En janvier, sept enfants palestiniens ont été transférés dans des hôpitaux parisiens. Quelques semaines plus tôt, deux enfants avaient été accueillis lors d'une première opération d'évacuation.  L'ONG Save Gaza's Children a adressé un courrier au ministère français de l'Europe et des Affaires étrangères pour réclamer une plus large prise en charge des enfants blessés ou malades. Elle lui a présenté une liste de 100 patients, aucun d'entre eux n'a été accueilli à ce jour. "Il y a des dizaines de milliers de blessés. La part des pris en charge est infime. C'est difficile pour nous qui sommes mobilisés... On a du mal à comprendre, c'est au niveau des diplomaties que les transferts bloquent", ajoute le docteur Klouche. 

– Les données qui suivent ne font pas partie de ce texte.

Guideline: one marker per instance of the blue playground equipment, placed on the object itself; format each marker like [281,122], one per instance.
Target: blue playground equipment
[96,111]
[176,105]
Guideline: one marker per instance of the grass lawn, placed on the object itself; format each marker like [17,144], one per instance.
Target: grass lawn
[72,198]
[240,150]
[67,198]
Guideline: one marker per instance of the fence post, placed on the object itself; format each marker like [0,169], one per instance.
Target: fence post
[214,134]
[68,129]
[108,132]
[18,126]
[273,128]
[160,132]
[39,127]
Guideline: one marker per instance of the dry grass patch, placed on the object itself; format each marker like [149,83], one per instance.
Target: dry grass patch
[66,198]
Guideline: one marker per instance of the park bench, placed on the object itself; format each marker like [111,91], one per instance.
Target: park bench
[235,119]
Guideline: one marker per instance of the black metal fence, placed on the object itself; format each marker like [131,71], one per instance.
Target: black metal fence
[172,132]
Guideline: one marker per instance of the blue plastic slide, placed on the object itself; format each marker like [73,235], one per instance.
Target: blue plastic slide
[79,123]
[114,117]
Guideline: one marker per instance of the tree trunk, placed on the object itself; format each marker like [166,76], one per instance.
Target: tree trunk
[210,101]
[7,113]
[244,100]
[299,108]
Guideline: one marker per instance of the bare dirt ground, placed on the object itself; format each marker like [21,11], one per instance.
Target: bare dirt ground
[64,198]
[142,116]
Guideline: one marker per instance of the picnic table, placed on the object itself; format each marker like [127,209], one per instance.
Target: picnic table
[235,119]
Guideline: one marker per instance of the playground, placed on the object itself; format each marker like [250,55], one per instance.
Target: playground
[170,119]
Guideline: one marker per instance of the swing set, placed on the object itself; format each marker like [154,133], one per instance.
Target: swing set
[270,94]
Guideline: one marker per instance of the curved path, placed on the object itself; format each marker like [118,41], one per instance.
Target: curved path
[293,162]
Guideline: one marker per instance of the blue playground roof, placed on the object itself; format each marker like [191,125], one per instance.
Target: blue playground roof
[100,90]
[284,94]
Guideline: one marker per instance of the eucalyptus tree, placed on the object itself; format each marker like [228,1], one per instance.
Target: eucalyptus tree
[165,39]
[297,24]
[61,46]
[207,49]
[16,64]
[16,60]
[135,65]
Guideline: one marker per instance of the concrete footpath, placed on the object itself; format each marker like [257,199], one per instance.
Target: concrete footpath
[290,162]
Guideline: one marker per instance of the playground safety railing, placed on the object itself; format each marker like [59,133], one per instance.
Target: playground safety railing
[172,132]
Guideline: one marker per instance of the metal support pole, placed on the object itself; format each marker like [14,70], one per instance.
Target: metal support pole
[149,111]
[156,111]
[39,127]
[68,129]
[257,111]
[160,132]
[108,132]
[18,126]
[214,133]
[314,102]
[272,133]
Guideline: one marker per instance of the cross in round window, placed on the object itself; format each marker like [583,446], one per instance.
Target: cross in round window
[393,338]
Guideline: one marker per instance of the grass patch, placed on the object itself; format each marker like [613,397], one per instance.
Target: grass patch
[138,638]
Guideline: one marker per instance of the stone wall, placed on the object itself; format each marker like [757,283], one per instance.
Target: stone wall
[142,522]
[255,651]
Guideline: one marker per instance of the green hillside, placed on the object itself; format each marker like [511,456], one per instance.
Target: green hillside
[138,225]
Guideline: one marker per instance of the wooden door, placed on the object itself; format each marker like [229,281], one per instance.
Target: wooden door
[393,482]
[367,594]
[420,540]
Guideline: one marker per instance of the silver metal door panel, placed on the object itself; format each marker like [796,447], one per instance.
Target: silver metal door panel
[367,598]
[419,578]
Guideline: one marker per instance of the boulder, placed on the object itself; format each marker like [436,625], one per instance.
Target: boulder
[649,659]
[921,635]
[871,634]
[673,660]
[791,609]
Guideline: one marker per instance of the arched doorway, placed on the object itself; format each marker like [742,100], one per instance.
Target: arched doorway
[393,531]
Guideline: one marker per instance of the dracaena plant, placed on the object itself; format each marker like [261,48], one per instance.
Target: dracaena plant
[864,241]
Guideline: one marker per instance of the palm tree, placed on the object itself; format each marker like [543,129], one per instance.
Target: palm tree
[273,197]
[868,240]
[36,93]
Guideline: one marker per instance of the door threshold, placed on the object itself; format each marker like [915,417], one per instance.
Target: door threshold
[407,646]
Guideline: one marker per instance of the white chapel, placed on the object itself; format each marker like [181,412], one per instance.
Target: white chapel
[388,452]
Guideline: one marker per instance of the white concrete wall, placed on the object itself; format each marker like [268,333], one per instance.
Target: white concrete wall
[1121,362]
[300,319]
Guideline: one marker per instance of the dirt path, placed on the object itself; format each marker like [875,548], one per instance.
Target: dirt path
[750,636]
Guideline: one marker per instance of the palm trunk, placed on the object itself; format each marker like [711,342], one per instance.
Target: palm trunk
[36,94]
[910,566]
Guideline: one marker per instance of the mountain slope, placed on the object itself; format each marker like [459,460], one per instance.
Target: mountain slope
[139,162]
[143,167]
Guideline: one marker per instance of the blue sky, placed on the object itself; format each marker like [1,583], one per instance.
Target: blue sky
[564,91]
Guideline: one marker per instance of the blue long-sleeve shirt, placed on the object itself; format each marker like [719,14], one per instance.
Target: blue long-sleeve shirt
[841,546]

On fait notre possible pour que ces enfants soient évacués. Les familles s'accrochent à cet espoir. On ne peut pas tourner le dos et faire comme s'ils n'existaient pas.

Docteur Hakim Klouche

Membre de l'ONG Save Gaza's Children

Le médecin cantalien est également membre du collectif national "Blouses blanches pour Gaza" qui dispose d'une antenne à Clermont-Ferrand et à Aurillac. L'association regroupe principalement des soignants sensibles à la situation des Palestiniens et de leurs confrères de Gaza. "À chaque manifestation, nous sommes présents pour réclamer un cessez-le-feu. Nous sommes en France, le pays des Droits de l'Homme, nous avons prêté le serment d’Hippocrate... Nous ne pouvons pas rester sans rien faire. On en appelle à notre gouvernement, à l'ONU : il faut que cette violence, ces meurtres et ces bombardements s'arrêtent."

Mi-mars, l’Agence de l’ONU pour les réfugiés palestiniens (UNRWA) alertait sur le nombre d'enfants tués par la guerre à Gaza. Environ 12 300 victimes en quatre mois, soit plus qu'en quatre ans de conflits à travers le monde. Au même moment, l'agence onusienne recensait 17 000 enfants non accompagnés ou séparés sur le territoire.